We took over 20 days to get from Jacksonville to Gulfport towing a raft of pipe for the oil spill. It started to come apart twice and we had to hug the coast. Oh yeah and had 1500hp. Tug life

123 consecutive days at sea…submerged
USS Parche (SSN-683), 2002

None of you are even CLOSE to this guy:
http://1000days.net/home/

Of course he was crazy to start with and got worse…

Also spawned an epic thread making fun of this “voyage”, aka as drifting around…

I think it is 300 some pages long :eek:

130 something days on a Crowley Invader class tug, from Ingleside Texas to Rio de Janeiro. Took 62 days slow belling to get there, then another 2.5 months of stby weather patterns. When we finally got reliefs, the agent took us to lunch and dumped us at the airport. Looked up and down those beaches for months and got a grand total of 3 hours in port. We had 8 boats go down but there was only one crew stuck down there longer than us…

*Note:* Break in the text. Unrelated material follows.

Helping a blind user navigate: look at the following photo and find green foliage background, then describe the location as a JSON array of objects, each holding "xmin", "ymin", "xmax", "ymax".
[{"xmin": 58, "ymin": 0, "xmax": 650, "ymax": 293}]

I think it was in 94 towed a Ensco jack up rig from Louisiana around the Cape of Good Hope to India. For some reason we couldn’t go through the Suez. Stopped for 8 hours in San Juan P.R. for fuel, they brought us fuel off shore close to Durban. Set the rig up off shore in India, they brought us fuel offshore, and a material barge to tow back to the states. The return voyage we went through the Suez, stopped in Malaga Spain for fuel offshore again at the anchorage. Made it back to Beaumont Texas, 4 and a half months later with only 8 hours at the dock total.